The outage began Saturday morning with localized failures in the Inner Sunset before a "significant and extensive" fire at a key PG&E substation triggered a citywide cascade. This same substation failed 22 years ago, affecting a similar number of people—a repetition that points to institutional stagnation. However, the demand profile has changed drastically. Goldman Sachs forecasts that power demand from data centers will jump 165% by 2030. The grid, built for the 20th century, is buckling under the weight of 21st-century compute loads, creating a "reliability gap" that no amount of quick repairs can close.
While headlines chase the viral videos of stalled robotaxis, the deeper story is the "Infrastructure-AI Collision." We are witnessing the first major symptoms of a $720 billion investment gap. The AI boom requires 24/7 uptime and massive power loads that residential grids cannot support. When the grid failed this weekend, it wasn't just a local inconvenience; it was a warning that the "hidden tax" of AI is being paid by regular citizens in the form of blackouts and surging electricity bills. Furthermore, the incident exposes a "Resilience Gap" in autonomous vehicle design. If a smart city loses power, its smartest cars become dumb obstacles, blocking emergency routes instead of navigating them.
This blackout shatters the illusion that Silicon Valley’s digital economy can operate independently of physical reality. It forces a reckoning for regulators: continue suppressing rates and risk more failures, or approve massive infrastructure spending that will drive up costs for everyone. For the tech industry, it’s a wake-up call that "cloud" computing still needs ground-level wires—and right now, those wires are burning.

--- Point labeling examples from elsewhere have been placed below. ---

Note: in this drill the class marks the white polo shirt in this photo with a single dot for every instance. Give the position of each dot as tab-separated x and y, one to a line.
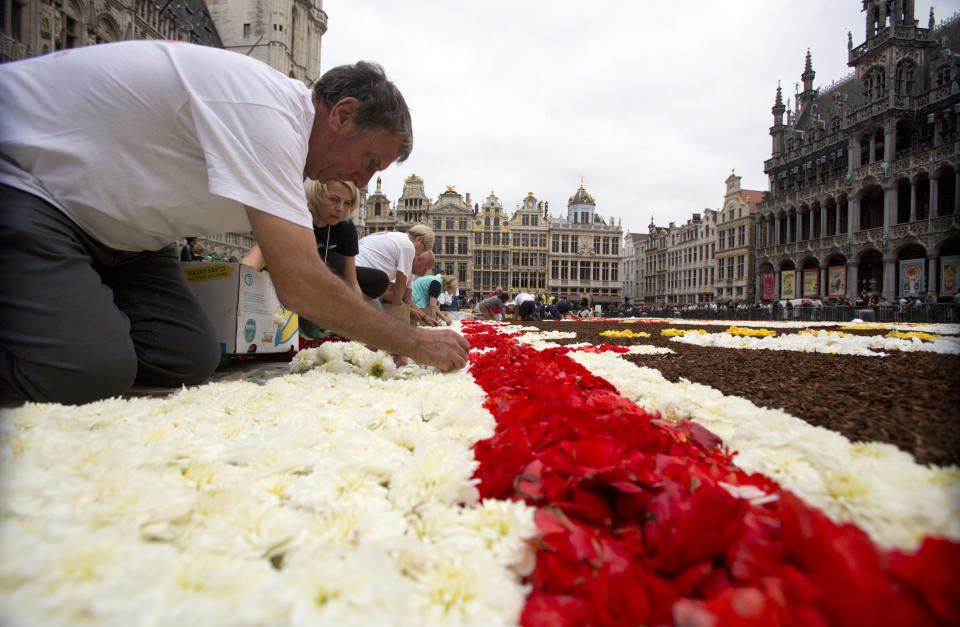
143	142
390	251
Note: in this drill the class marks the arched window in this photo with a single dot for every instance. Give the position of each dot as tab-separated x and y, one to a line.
943	75
905	78
879	83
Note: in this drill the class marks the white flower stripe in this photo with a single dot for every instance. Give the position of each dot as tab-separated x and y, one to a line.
319	498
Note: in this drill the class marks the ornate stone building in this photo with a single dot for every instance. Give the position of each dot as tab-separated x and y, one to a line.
736	243
863	176
679	261
284	34
529	235
33	27
634	266
491	250
451	220
486	248
585	253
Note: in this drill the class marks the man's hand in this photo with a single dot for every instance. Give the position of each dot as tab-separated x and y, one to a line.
442	348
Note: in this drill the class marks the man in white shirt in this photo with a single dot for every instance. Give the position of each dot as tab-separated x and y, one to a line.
158	140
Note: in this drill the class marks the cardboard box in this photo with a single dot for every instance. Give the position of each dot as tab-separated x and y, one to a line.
243	307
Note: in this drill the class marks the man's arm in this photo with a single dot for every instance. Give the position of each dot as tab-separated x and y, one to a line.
305	285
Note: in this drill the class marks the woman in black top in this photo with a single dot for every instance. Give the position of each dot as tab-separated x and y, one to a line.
331	205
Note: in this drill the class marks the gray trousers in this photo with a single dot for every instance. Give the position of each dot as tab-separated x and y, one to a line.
80	321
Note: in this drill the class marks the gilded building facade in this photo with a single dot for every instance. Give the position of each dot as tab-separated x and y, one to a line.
585	253
634	267
679	261
574	257
451	219
735	249
529	235
863	176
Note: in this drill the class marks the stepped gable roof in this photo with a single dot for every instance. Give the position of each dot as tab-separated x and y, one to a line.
581	196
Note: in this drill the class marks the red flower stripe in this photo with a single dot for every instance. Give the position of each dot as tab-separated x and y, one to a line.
638	524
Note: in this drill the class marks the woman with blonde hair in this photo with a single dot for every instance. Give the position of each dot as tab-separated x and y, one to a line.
332	205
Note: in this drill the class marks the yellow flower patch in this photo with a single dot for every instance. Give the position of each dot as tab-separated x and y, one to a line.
815	332
906	335
627	333
678	332
751	332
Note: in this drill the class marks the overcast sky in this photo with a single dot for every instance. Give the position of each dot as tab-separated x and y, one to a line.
651	102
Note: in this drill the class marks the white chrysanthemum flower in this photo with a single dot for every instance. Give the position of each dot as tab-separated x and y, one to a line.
439	471
467	590
360	587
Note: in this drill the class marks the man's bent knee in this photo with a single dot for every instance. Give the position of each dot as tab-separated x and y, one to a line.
106	374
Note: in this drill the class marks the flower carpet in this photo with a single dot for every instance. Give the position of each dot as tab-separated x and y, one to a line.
547	484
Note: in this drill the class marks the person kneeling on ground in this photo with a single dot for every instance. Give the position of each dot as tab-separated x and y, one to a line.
92	297
526	304
331	206
485	307
426	293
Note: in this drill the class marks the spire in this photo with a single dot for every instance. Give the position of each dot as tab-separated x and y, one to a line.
778	107
808	74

If the technology that broke San Francisco's grid—AI and autonomous systems—is the only thing smart enough to fix it, are we trapped in a paradox of our own making?
What caused the San Francisco power outage in December 2025? The outage was triggered by a "significant and extensive" fire at a PG&E substation located at 8th and Mission Streets. This failure cascaded across the city's grid, affecting approximately 130,000 customers. Notably, this same substation experienced a similar failure in December 2003.
Why did Waymo suspend services during the blackout? Waymo suspended its autonomous vehicle services because the widespread power outage disabled traffic signals across the city. While the vehicles are designed to treat dark signals as four-way stops, the sheer scale of the outage created gridlock conditions that made safe and efficient autonomous navigation impossible.
How is AI affecting the power grid in California? The rapid expansion of AI data centers is driving a massive surge in power demand—projected to increase by 165% by 2030. This new load is straining aging grid infrastructure that was not built to handle such high-density, continuous energy consumption, increasing the risk of outages.
How many people were affected by the SF blackout? At its peak on Saturday, December 20, the blackout affected approximately 130,000 customers, representing roughly 30% of San Francisco's population. By Sunday morning, about 21,000 customers remained without power.